アトリビューション分析の先駆者でありテレビCMとネット検索の連動を日本で初めて仕掛けたことでも知られるアタラの有園雄一氏の講演から、アトリビューション分析の基礎と実践的な活用法を学ぶ。
今より得られるデータがはるかに少なかった「Web 2.0」の時代、マーケターはどの広告にいくら予算を配分すれば良いのか、自身の経験や勘に頼りながら、手探りの運用を余儀なくされていた。そこに救世主のごとく現れた「アトリビューション分析」。もともと金融の分野で用いられていた概念が最新の広告手法として米国で広まり、日本では2009年の末ごろ、広告運用コンサルティングとWeb API開発を手掛けるアタラによって最初に紹介された。
本稿では、2016年5月12日に開催された「第10回 Web & デジタル マーケティング EXPO 春」におけるアタラ取締役COO 有園雄一氏の講演「アトリビューション分析(広告効果測定)の基礎とDual AISAS Modelを適用した応用事例」から、アトリビューション分析の基礎と実践的な活用法を紹介する。
「attribute」という言葉を辞書で引いてみると、「〜のおかげだと考える、〜に起因する」という意味が出てくる。有園氏がアトリビューションという言葉を初めて耳にしたのは、2008年に米国サンノゼで開かれたイベントだったという。PCを製造販売するレノボが、自社事例を紹介する中で「アトリビューション分析を取り入れたところ、コンバージョンの獲得効率が上がった」と語るのを聞き、この言葉を「コンバージョンへの貢献度」と訳したのだそうだ。
「通常、商品の購入や資料請求の完了を伝える『サンクスページ』が表示されると、コンバージョンが発生したと見なされます。しかし、一体そのコンバージョンは、何によってもたらされたのでしょう。一般的なアクセス解析ツールや媒体社の計測ツールは、コンバージョンに至る直前のラストクリックしか計測しません。アトリビューション分析をしなければ、たとえ最初にバナー広告を見ていたとしても、全てはラストの流入をもたらしたリスティング広告のおかげだと判断するしかない。これではバナー広告の価値が見いだせず、適切な予算配分ができなくなってしまいます」と、有園氏はアトリビューション分析の意義を語る。
人々の行動は多様だ。バナー広告をクリックしてサイトに入り、そのまま購入に至るケースがないわけではないが、多くの場合は、ゴールまで複雑な道のりをたどる。バナー広告を見て興味を持っていたものの、そのまま忘れていて、あるときふと思い出して再訪するということはよくある。検索結果のリスティング広告に表示されて初めてサイトの存在を知り、以後はブックマークしておいたURLから何度も訪れ、関心が高まった頃に購入するということもある。はたまた、サイトを訪れたときには特に興味を抱かなかったものの、後日リターゲティング広告が表示されて印象を新たにするということだってあるだろう。「カスタマージャーニー」のジャーニーとは「あてのない旅」を意味する。旅程表通りにはいかないのが当たり前なのだ。
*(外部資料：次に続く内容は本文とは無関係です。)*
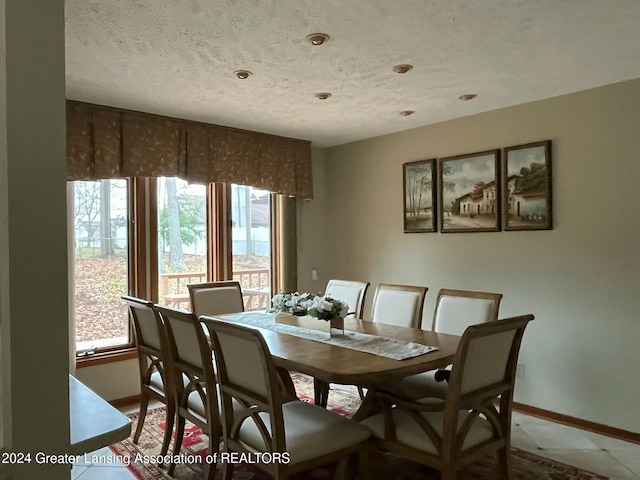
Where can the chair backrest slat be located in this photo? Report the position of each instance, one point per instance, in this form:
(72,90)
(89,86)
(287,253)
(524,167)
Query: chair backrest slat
(351,292)
(457,309)
(486,355)
(400,305)
(216,298)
複数の広告キャンペーンや流入チャネルを経由してコンバージョンに至った場合、どの流入元がどの程度コンバージョンに貢献しているのかを分析し、各流入元の貢献度を導き出すことがアトリビューション分析であり、この手法を取り入れてPDCAを回すことがアトリビューションマネジメントである。
2010年頃にアトリビューションが業界内でバズワード的に盛り上がった背景には、アトリビューションがデジタル広告を取り巻く業界全体の発展に寄与すると期待されたことからだと有園氏は語る。そして、その構図を以下のようにまとめた。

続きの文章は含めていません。